ひとしずく株式会社は、非営利団体やソーシャルグッドに取り組む企業に特化した広報支援を行なっています。そのPRコンダクターとして活躍するたかはし あすか。学生時代から長年携わってきたNPOの活動を広めるべくPRの仕事に就き、持ち前の行動力を生かして前進し続けた日々を振り返りました。【talentbookで読む】

国際協力への関心から、初めて訪れたケニアの虜に

私がPRという仕事を志すようになった過程を語る上で、重要なキーワードが3つあります。それは、「海外」「NPO」「伝えること」です。

私が通っていた小・中学校は、帰国子女が多く、同級生や先輩、後輩から世界各国の様子を聞くことが多かったんです。また、私自身も幼いころから旅行好きの母親に連れられ海外を訪れた経験から、国際協力活動や異文化に強い関心を抱くようになりました。

入学した高校では、ケニア共和国に行く希望制のサマープログラムがあることを知り、さっそく応募。ケニアには1週間ほど滞在して、サファリツアーをしたり、マサイ族の村の小学校で交流をしたり、現地の食事をつくったり、国連機関で働く日本人の方の講演を聞いたりと、体験型のプログラムを満喫しました。

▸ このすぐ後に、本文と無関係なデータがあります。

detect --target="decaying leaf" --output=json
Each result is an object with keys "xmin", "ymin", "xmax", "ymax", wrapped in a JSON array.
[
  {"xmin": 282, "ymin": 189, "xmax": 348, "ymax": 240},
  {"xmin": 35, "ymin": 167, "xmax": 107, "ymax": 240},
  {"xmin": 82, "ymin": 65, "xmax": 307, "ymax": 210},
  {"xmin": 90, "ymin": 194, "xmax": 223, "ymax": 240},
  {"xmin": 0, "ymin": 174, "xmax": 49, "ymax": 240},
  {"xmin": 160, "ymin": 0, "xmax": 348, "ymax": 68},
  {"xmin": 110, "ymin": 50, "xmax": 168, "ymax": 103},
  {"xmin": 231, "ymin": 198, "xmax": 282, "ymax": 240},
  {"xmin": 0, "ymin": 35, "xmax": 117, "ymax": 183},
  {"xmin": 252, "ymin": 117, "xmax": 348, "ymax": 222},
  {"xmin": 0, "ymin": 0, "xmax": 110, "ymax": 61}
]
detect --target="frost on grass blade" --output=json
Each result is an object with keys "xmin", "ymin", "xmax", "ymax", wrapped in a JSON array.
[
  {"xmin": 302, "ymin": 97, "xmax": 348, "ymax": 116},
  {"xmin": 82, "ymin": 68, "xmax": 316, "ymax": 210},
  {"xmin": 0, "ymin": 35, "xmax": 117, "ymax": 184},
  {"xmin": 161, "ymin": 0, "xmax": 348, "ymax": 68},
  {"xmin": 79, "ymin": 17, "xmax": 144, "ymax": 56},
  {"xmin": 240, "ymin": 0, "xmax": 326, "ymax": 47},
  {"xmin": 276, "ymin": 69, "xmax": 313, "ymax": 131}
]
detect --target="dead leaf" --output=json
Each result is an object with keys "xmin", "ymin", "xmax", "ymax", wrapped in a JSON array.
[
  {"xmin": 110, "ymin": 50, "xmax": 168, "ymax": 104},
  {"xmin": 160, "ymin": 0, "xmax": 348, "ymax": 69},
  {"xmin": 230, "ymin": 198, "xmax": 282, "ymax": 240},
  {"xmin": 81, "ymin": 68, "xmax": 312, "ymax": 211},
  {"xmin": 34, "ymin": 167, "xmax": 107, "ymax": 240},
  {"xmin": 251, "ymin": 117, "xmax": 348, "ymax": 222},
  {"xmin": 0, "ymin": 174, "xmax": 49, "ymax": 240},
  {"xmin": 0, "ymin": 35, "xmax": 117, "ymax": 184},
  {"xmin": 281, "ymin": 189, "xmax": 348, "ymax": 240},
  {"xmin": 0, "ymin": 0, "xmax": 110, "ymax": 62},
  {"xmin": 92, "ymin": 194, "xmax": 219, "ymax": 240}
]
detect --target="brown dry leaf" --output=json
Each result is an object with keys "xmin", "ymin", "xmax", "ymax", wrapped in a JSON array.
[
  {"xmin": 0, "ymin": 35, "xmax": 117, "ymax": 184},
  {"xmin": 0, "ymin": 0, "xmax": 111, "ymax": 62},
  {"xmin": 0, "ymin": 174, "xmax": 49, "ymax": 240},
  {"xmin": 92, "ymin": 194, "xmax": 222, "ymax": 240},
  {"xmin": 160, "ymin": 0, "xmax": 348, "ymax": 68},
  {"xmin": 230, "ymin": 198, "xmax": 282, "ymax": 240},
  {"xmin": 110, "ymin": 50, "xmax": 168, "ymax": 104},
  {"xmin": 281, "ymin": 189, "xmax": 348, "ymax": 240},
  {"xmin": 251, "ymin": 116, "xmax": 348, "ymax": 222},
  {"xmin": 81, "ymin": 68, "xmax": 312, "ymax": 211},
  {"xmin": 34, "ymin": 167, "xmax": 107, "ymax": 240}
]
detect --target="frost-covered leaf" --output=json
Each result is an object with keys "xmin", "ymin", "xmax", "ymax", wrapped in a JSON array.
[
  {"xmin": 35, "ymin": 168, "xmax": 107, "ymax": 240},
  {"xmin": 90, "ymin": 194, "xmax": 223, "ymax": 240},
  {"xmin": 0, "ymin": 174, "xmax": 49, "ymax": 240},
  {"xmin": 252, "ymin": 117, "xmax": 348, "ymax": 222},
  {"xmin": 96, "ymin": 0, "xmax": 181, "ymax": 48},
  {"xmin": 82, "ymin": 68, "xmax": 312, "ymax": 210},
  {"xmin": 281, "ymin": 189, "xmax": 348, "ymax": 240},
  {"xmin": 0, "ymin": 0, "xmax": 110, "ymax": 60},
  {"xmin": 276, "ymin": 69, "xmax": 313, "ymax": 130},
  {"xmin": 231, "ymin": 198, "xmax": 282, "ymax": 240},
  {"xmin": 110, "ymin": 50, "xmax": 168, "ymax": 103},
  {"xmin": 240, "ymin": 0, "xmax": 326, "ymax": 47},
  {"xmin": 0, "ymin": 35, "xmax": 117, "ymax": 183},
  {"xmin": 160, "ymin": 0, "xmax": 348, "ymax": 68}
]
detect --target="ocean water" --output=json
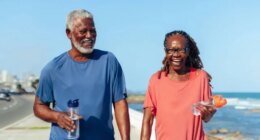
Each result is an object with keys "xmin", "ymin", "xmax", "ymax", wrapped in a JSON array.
[{"xmin": 129, "ymin": 93, "xmax": 260, "ymax": 140}]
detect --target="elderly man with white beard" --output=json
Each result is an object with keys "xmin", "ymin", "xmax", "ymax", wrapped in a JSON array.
[{"xmin": 34, "ymin": 9, "xmax": 130, "ymax": 140}]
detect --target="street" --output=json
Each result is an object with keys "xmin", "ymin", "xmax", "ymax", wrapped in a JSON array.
[{"xmin": 0, "ymin": 95, "xmax": 34, "ymax": 129}]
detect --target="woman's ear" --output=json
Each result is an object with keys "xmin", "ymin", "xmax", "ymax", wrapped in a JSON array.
[{"xmin": 66, "ymin": 29, "xmax": 71, "ymax": 39}]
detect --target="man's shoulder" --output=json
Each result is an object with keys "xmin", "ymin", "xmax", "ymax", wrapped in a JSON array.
[
  {"xmin": 93, "ymin": 49, "xmax": 116, "ymax": 59},
  {"xmin": 43, "ymin": 52, "xmax": 68, "ymax": 71}
]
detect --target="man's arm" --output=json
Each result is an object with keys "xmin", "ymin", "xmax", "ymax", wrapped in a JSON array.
[
  {"xmin": 33, "ymin": 96, "xmax": 75, "ymax": 131},
  {"xmin": 114, "ymin": 99, "xmax": 130, "ymax": 140},
  {"xmin": 140, "ymin": 107, "xmax": 154, "ymax": 140}
]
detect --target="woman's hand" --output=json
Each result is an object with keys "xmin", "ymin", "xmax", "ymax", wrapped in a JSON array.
[{"xmin": 200, "ymin": 106, "xmax": 217, "ymax": 122}]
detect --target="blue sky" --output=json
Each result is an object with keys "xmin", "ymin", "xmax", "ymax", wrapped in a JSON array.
[{"xmin": 0, "ymin": 0, "xmax": 260, "ymax": 92}]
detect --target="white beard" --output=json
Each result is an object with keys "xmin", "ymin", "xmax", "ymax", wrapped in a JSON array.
[
  {"xmin": 72, "ymin": 37, "xmax": 94, "ymax": 54},
  {"xmin": 74, "ymin": 43, "xmax": 93, "ymax": 54}
]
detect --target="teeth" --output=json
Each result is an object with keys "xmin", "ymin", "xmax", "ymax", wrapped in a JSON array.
[{"xmin": 81, "ymin": 39, "xmax": 93, "ymax": 43}]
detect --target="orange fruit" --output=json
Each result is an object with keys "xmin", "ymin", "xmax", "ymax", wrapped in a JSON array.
[{"xmin": 213, "ymin": 95, "xmax": 227, "ymax": 108}]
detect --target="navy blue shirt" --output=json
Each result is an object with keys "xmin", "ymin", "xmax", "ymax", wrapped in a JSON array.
[{"xmin": 37, "ymin": 49, "xmax": 126, "ymax": 140}]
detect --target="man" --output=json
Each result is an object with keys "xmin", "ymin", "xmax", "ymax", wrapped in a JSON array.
[{"xmin": 34, "ymin": 10, "xmax": 130, "ymax": 140}]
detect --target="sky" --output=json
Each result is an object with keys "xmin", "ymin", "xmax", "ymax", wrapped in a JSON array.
[{"xmin": 0, "ymin": 0, "xmax": 260, "ymax": 93}]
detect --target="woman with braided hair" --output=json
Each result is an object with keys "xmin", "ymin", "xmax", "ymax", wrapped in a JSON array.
[{"xmin": 141, "ymin": 31, "xmax": 216, "ymax": 140}]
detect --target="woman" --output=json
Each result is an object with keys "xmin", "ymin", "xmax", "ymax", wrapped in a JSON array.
[{"xmin": 141, "ymin": 31, "xmax": 216, "ymax": 140}]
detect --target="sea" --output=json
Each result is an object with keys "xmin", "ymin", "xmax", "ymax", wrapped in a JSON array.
[{"xmin": 129, "ymin": 92, "xmax": 260, "ymax": 140}]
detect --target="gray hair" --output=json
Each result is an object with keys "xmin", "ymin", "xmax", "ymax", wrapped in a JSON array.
[{"xmin": 66, "ymin": 9, "xmax": 93, "ymax": 30}]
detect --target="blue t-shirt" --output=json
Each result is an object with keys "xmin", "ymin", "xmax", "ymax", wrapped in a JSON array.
[{"xmin": 37, "ymin": 49, "xmax": 126, "ymax": 140}]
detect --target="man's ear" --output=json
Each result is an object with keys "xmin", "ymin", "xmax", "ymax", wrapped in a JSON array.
[{"xmin": 66, "ymin": 29, "xmax": 71, "ymax": 39}]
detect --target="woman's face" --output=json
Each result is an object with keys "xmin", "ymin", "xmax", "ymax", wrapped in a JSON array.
[{"xmin": 165, "ymin": 35, "xmax": 189, "ymax": 72}]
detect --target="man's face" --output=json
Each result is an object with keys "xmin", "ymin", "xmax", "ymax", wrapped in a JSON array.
[
  {"xmin": 67, "ymin": 18, "xmax": 97, "ymax": 54},
  {"xmin": 165, "ymin": 35, "xmax": 189, "ymax": 70}
]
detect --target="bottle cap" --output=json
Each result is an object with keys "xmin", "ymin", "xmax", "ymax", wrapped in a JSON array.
[{"xmin": 68, "ymin": 99, "xmax": 79, "ymax": 107}]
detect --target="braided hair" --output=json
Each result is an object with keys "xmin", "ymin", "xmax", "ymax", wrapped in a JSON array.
[{"xmin": 158, "ymin": 30, "xmax": 211, "ymax": 79}]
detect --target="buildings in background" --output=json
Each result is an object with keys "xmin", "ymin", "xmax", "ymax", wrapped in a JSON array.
[{"xmin": 0, "ymin": 70, "xmax": 38, "ymax": 93}]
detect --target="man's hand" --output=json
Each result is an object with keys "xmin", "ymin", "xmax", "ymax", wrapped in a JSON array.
[{"xmin": 57, "ymin": 112, "xmax": 76, "ymax": 132}]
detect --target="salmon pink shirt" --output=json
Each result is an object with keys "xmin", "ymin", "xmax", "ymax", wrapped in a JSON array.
[{"xmin": 144, "ymin": 69, "xmax": 212, "ymax": 140}]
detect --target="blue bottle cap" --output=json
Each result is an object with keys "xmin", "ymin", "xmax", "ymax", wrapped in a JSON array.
[{"xmin": 68, "ymin": 99, "xmax": 79, "ymax": 107}]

初めて訪れたケニアは、とても居心地がいいと感じられる国でした。大の動物好きということもあり、ライオンやキリン、ゾウなどの野生動物を実際に目にしたときは感動。明るくポジティブなケニア人とのコミュニケーションも楽しかったですね。帰りの飛行機に乗るころには、「大学生になったら、なんらかの形でまたケニアと関わろう!」と決意していました。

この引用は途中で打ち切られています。